Two examples of growing social struggle and class antagonism
In Australia, by redefining water as collective rather than a form of private property, rural communities were combating an alienated understanding of society and nature that was central to Australia’s colonial expansion of the White commodity frontier. Understanding water and communities as co-constitutive made it necessary to separate questions of land ownership from private property, raising questions of dispossession and problematising terra nullius. In these social movements an incoherence with the dominant logics of the state and market emerged, as did a class antagonism along ecological lines. Water came to be understood as a constellation of contested social relations; and people’s class position was determined by their relation to these processes of expropriation, rather than as a stratified position in society.

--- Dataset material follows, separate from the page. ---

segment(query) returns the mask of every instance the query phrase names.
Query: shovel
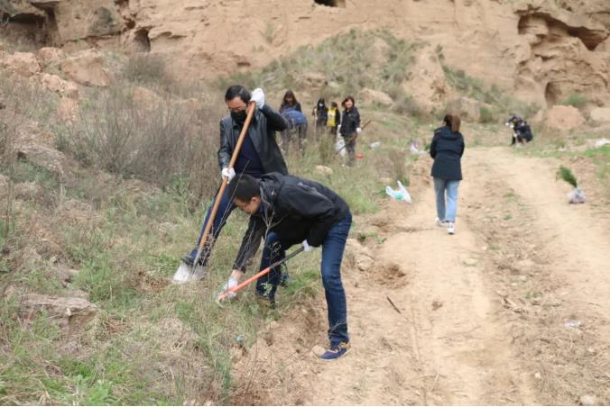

In Ireland, the focus on water as social reproduction infrastructure evolved quickly into a broader critique of the state and related institutions, particularly representational democracy. Water as social reproduction and related infrastructure was understood as common, a collective right, which should not be a target for capital accumulation. However, through making these claims, the limited capacity and interest of the state to account for this collective right came into sharper focus: the material limitations of the state meant that even if rights such as the right to water were expanded on paper, they could not be realised. The Irish state and its embeddedness in circuits of global finance capital meant that it would continue to be an antagonist to the realisation of working-class interests.
Space for subversive rationalities: reproductive unrest
In the process of each social struggle more than temporary alliances emerged; a common relation to expropriation allowed solidarity across and within communities. Both the Irish and Australian communities exemplified a key contradiction of neoliberal capitalism: the increasing incompatibility of the conditions necessary for profit-making and life-making. In analysing these struggles through a dialogue with eco-socialist and social reproduction theory the arena for class struggle was broadened to include the home, nature, and neighbourhood.
Locating these struggles within the global water crisis and starting at the points of contradiction, I argue that struggles over water both interrupt processes of capitalist reproduction and open a space for subversive rationalities. In Australia and Ireland, what has emerged is a time of reproductive unrest. As I show throughout the book, the global water crisis is not only about access to or management of a resource. What is at stake are the social relations and institutions that allow water grabs and the crises to occur.